In contrast to the thriving, powerful British flower, the Indian flower flourishes partially--it is inferior, incomplete, and slow growing to the author. He further casts the “flowers” of India as not only incomplete in comparison to British Literature, but as stinking weeds, further confirming his orientalist bias. He writes, “The early shoots of [Literature published in India] are choked and overshadowed by the more favoured vegetation of a foreign soil, --sometimes, it is true, lovely, and magnificent, but much more frequently rank, worthless, and noxious’ (5). British Literature is such a strong, powerful, and lovely flower in this metaphor that any other “plant” appears to be rubbish in its presence. Again, like Smith, the author touts the power of his homeland’s nature within this metaphorical comparison, but Indian literature is robbed of that power and commands not awe, but ire. However, there is a way to “fix” Indian literature, as Richardson explains. In his words, “All these impediments will, no doubt, be removed with the obstructions to colonization....The flowers of local genius will no longer “blush unseen,” but expand to full perfection beneath the refined taste and acute discrimination of an enlightened colonial population” (5). Indeed, the only way to empower the “weakened” flower of India, in Richardson’s eyes, is to make it British-or at least more British, via colonization. It is this belief that the East is inferior to the west, represented through metaphors of nature, that implicate Richardson as a true Orientalist and posit the entirety of the Annual as a display of British power. To Richardson, it is only through British conquest that the “flowers” of India can flourish.

The Bengal Annual is instrumental to a complete understanding of British Orientalism and forces a different interpretation of the Romantic idea of Nature.

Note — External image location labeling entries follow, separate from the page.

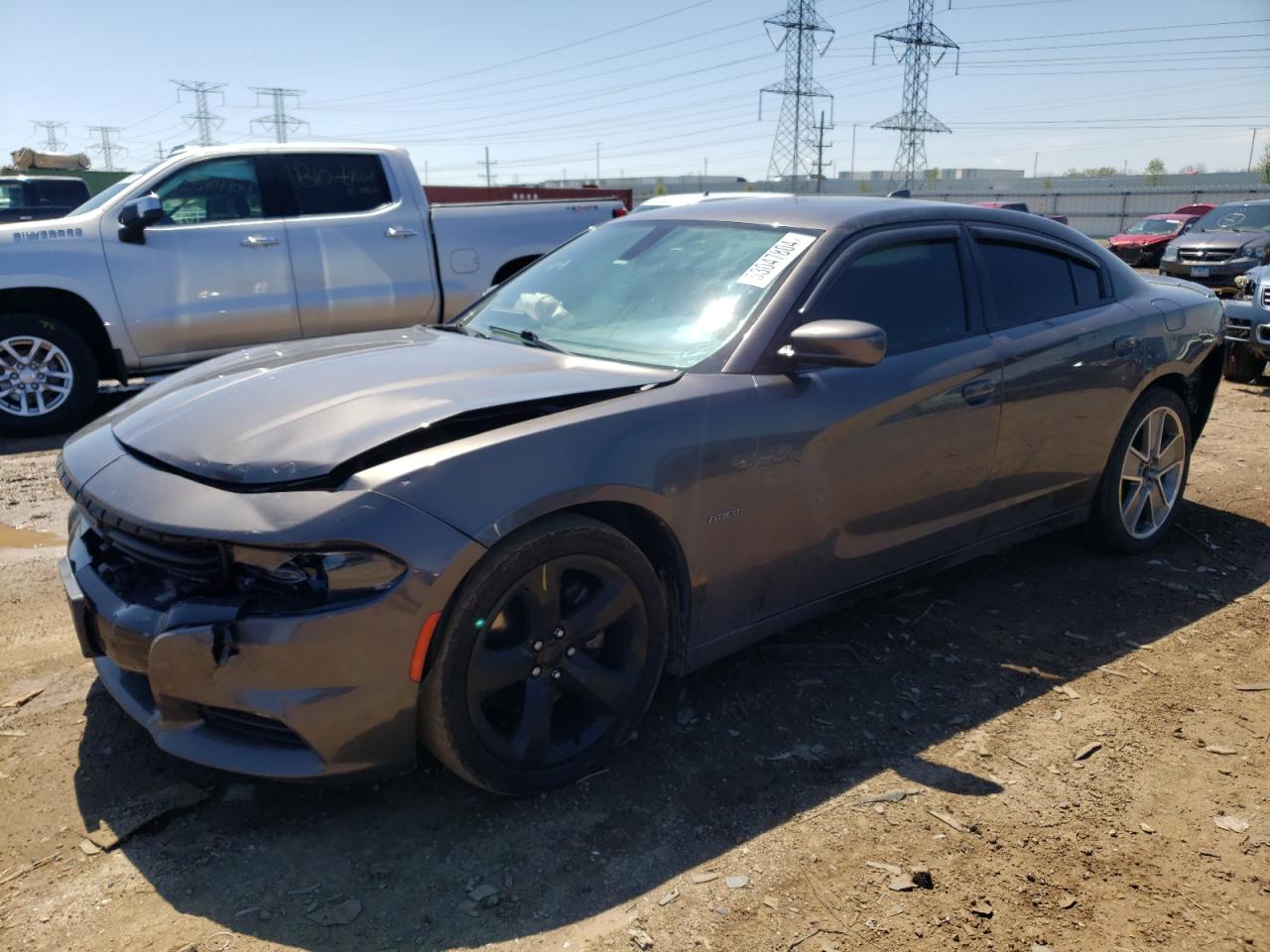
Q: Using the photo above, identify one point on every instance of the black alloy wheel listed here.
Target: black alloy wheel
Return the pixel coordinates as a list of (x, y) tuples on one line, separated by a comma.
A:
[(548, 660)]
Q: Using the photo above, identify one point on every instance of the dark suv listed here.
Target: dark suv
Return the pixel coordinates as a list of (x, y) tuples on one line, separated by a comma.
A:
[(32, 198), (1225, 243)]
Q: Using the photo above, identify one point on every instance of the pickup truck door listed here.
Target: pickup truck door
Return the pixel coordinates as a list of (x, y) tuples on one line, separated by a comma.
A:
[(359, 245), (213, 273)]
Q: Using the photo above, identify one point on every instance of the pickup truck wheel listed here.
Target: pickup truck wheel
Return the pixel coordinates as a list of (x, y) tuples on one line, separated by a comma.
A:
[(1142, 486), (1241, 365), (49, 376), (549, 656)]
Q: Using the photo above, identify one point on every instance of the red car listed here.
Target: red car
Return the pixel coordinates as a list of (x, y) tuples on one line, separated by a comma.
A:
[(1143, 241)]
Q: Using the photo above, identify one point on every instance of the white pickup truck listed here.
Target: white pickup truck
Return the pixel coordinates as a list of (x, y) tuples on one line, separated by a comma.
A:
[(222, 246)]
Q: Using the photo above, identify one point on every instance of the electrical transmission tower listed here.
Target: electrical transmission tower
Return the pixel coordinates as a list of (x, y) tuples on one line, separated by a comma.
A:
[(795, 131), (53, 144), (202, 118), (105, 148), (278, 121), (920, 45)]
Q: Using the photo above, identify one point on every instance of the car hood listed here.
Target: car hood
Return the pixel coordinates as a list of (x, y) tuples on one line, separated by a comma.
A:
[(1139, 239), (1222, 240), (296, 413)]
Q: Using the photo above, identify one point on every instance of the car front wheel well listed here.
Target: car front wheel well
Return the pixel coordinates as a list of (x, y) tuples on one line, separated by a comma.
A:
[(71, 309), (656, 539)]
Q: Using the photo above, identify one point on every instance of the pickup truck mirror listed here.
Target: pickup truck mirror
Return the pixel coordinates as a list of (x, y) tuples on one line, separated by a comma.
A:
[(837, 343), (136, 216)]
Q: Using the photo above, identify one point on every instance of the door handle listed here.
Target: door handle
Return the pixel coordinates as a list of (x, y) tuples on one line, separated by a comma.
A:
[(978, 391)]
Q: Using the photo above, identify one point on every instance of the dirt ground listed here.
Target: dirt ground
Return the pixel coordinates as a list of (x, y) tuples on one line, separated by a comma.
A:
[(940, 729)]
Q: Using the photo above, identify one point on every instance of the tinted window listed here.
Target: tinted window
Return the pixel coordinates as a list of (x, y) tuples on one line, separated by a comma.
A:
[(330, 184), (912, 291), (218, 189), (63, 193), (1026, 284)]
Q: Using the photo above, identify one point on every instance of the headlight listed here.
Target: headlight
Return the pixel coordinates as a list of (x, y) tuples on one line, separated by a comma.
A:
[(316, 575)]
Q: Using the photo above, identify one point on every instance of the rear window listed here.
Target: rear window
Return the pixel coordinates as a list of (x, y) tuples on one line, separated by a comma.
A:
[(335, 184)]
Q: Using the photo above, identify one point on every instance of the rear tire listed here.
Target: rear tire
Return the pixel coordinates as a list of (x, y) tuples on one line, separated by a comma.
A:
[(49, 376), (1142, 486), (1241, 366), (549, 657)]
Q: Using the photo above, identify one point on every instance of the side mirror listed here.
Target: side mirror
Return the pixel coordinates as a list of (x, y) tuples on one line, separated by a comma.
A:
[(136, 216), (837, 343)]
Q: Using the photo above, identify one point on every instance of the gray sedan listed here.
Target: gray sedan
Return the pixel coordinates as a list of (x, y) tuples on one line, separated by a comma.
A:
[(670, 438)]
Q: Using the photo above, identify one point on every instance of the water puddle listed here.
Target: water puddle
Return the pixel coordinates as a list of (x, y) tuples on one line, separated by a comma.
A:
[(26, 538)]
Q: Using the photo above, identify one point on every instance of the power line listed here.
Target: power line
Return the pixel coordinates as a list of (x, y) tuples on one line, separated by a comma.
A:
[(53, 144), (920, 39), (799, 89), (278, 121), (105, 148), (202, 118)]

When one only studies the Literati of Britain, such as our flagship big six writers and other Britain-housed Romantic writers, it is easy to generalize that all Romantic authors believed Nature was deserving of awe and respect, that all Nature infuses one’s heart with the sublime. However, Richardson’s work debunks this--to him, there is only one country whose nature commands these feelings: Britain, the source of his nationalist agenda. When the bias Orientalism instilled into this imperialist nation is cast to the side, this interpretation is neglected and the Romantic concept of Nature as a whole becomes incomplete. To understand a movement in its fullness, one must understand an empire--and the opinions coming forth from every corner of it.